Clearing intent

AndroidAndroid Intent

Android Problem Overview


My Android app is getting called by an intent that is passing information (pendingintent in statusbar).

When I hit the home button and reopen my app by holding the home button it calls the intent again and the same extras are still there.

    @Override
    public void onSaveInstanceState(Bundle savedInstanceState) {
      super.onSaveInstanceState(savedInstanceState);
    }
    @Override
    public void onRestoreInstanceState(Bundle savedInstanceState) {
      super.onRestoreInstanceState(savedInstanceState);
    }

this is the code that doesn't run like its supposed to

    String imgUrl;
    Bundle extras = this.getIntent().getExtras();
    
    
    if(extras != null){
    	imgUrl = extras.getString("imgUrl");
    	if( !imgUrl.equals(textView01.getText().toString()) ){
    		
    		imageView.setImageDrawable( getImageFromUrl( imgUrl ) );
        	layout1.setVisibility(0);
        	textView01.setText(imgUrl);//textview to hold the url
        	
    	}
    	
    }

And my intent:

public void showNotification(String ticker, String title, String message, 
    String imgUrl){
	String ns = Context.NOTIFICATION_SERVICE;
	NotificationManager mNotificationManager = 
	    (NotificationManager) getSystemService(ns);
	int icon = R.drawable.icon;        // icon from resources
	long when = System.currentTimeMillis();         // notification time
	CharSequence tickerText = ticker;              // ticker-text
	
	//make intent
	Intent notificationIntent = new Intent(this, activity.class);
	notificationIntent.putExtra("imgUrl", imgUrl);
	notificationIntent.setFlags(
	    PendingIntent.FLAG_UPDATE_CURRENT | 
	    PendingIntent.FLAG_ONE_SHOT);
	PendingIntent contentIntent = 
	    PendingIntent.getActivity(this, 0, 
	    notificationIntent, PendingIntent.FLAG_UPDATE_CURRENT | 
	    PendingIntent.FLAG_ONE_SHOT);
	
	//make notification
	Notification notification = new Notification(icon, tickerText, when);
	notification.setLatestEventInfo(this, title, message, contentIntent);
	//flags
	notification.flags = Notification.FLAG_SHOW_LIGHTS | 
	    Notification.FLAG_ONGOING_EVENT | 
	    Notification.FLAG_ONLY_ALERT_ONCE | 
	    Notification.FLAG_AUTO_CANCEL;
	//sounds
	notification.defaults |= Notification.DEFAULT_SOUND;
	//notify
	mNotificationManager.notify(1, notification);
}

Is there any way to clear the intent or check whether it has been used before?

Android Solutions


Solution 1 - Android

UPDATE:

I didn't realise this answer would be referred to so much when I first wrote it more then 5 years ago!

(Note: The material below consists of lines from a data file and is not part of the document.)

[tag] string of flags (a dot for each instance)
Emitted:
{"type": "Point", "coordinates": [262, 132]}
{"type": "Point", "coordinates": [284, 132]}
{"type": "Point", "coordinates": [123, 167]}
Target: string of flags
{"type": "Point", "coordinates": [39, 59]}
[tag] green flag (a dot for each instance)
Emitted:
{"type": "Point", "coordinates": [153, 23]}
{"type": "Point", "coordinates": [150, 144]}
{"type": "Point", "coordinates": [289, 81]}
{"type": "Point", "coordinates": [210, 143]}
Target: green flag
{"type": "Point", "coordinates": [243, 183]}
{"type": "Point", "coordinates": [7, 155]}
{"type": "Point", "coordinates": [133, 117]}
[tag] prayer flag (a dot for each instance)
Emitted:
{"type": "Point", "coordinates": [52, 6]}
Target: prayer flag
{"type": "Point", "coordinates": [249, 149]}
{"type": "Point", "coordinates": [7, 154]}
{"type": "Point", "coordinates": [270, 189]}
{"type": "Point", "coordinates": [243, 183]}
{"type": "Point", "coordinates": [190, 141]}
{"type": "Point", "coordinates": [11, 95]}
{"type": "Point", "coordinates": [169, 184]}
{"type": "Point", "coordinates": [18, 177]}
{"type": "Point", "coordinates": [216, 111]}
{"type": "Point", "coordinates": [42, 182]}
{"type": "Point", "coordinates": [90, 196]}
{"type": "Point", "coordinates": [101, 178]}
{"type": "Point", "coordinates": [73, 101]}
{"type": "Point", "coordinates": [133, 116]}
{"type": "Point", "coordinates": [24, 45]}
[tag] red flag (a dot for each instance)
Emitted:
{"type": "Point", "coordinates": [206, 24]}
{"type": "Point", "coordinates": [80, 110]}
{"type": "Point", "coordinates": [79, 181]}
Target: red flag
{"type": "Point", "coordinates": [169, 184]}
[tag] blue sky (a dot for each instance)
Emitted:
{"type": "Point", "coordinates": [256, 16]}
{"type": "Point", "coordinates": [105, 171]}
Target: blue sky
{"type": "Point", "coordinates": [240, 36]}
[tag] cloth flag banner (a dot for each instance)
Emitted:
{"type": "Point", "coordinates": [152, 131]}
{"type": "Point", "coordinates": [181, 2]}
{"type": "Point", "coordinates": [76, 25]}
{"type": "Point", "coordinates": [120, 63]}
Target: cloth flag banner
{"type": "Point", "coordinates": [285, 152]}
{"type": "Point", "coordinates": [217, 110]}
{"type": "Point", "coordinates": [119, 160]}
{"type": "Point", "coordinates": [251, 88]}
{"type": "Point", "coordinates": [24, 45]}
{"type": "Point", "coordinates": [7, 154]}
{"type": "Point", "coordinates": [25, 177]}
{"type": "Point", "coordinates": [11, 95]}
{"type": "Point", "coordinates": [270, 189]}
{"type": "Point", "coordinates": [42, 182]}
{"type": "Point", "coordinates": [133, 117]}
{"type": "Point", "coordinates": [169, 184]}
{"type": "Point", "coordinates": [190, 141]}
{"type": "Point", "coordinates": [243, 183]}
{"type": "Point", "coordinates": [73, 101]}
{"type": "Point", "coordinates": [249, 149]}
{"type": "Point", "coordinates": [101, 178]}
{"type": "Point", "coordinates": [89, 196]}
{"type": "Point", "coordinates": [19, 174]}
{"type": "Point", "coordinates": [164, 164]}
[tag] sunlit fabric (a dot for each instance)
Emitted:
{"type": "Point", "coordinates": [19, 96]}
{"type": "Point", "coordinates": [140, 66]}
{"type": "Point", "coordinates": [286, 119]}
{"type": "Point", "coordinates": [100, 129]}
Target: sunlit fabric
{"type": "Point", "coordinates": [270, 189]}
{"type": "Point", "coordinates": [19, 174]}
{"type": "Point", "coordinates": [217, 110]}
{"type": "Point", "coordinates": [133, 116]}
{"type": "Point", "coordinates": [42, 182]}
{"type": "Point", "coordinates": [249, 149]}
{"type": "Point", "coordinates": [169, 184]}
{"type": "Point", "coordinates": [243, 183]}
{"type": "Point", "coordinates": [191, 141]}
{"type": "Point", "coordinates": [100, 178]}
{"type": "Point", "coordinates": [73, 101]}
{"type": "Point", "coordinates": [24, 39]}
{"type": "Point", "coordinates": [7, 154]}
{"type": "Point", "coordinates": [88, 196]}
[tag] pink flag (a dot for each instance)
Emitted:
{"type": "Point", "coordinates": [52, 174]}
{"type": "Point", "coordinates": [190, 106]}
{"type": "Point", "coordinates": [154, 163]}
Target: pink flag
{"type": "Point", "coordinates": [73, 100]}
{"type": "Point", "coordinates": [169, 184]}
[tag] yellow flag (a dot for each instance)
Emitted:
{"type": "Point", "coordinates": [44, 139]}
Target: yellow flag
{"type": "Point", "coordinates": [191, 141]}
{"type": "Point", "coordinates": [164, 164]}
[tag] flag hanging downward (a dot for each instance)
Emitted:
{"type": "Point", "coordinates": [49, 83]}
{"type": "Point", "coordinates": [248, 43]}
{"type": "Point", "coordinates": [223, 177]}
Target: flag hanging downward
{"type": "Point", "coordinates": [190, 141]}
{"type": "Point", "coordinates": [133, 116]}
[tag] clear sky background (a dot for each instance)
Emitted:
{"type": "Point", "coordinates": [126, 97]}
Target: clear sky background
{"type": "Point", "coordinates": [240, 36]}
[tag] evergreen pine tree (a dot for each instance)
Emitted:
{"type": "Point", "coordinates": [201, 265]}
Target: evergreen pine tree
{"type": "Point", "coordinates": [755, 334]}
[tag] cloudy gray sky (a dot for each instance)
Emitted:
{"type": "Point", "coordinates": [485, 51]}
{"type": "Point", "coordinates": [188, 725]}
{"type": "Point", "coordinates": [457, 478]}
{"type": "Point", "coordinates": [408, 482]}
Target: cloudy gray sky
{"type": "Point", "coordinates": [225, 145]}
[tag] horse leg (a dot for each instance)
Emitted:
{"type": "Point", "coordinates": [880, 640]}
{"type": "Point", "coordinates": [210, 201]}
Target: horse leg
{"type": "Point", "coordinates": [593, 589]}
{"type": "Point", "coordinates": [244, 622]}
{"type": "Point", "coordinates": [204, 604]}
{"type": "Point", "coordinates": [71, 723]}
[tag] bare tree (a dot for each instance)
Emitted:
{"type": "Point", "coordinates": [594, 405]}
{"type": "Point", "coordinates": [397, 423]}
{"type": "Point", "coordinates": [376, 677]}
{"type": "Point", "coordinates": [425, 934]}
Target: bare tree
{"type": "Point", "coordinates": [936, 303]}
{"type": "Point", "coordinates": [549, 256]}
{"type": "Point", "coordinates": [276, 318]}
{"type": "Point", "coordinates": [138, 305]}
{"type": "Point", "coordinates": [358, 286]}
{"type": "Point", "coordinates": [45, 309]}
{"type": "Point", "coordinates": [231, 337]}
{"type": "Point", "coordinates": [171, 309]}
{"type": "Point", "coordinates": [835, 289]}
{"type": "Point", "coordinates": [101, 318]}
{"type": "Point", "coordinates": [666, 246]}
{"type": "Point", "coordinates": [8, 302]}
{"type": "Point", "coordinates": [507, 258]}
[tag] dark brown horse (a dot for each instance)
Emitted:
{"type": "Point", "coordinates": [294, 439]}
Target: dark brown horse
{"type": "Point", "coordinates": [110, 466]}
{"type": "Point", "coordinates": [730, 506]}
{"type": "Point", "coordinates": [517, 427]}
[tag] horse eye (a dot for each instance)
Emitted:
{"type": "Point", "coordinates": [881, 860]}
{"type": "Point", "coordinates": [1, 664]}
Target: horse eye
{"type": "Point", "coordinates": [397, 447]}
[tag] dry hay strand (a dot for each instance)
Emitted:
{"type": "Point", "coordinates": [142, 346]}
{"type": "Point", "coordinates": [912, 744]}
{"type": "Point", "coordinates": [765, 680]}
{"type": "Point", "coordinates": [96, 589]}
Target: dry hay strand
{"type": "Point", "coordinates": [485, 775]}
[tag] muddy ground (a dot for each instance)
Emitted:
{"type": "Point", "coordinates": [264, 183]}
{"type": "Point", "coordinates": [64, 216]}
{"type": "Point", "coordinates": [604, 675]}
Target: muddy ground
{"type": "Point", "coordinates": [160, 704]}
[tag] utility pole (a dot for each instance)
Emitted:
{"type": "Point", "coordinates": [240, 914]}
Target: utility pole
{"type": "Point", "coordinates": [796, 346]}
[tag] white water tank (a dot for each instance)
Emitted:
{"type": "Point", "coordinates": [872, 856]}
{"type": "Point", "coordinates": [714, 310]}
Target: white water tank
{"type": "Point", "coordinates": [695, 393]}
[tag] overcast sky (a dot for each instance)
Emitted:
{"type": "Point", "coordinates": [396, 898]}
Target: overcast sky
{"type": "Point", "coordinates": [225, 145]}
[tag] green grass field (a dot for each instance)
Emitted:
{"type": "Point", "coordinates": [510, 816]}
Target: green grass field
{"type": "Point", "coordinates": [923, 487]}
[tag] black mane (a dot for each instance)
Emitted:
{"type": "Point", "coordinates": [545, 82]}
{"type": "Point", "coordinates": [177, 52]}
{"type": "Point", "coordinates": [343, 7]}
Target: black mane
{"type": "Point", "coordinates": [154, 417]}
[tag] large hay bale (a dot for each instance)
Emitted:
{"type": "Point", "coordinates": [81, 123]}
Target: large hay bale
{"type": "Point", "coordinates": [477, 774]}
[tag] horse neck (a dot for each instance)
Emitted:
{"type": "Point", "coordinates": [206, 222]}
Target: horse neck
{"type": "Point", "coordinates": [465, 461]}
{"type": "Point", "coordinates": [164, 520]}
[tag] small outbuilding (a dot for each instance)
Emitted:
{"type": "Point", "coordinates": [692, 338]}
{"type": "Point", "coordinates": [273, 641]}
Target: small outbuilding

I'll clarify to point out that as per @tato-rodrigo answer this won't help you detect an already handled intent in some situations.

Also I should point out I put "clear" in quotes for a reason - you are not really clearing the intent by doing this, you're just using the removal of the extra as a flag that this intent has been seen by the activity already.


I had exactly the same issue.

Above answer put me on the right track and I found even simpler solution, use the:

getIntent().removeExtra("key"); 

method call to "clear" the Intent.

Its a bit late answering since this was asked a year ago, but hopefully this helps others in the future.

Solution 2 - Android

EDIT: I'm editing to post the complete solution I'm using.

This solution will work if the problem is "Not execute some code when the activity starts from History (Recent Apps)".

First of all, declare a boolean in your Activity to indicate if the Intent was already consumed:

    private boolean consumedIntent;

Then, safely store and restore this value using the onSaveInstanceState and onCreate methods to handle configuration changes and cases that the system may kill your Activity when it goes to background.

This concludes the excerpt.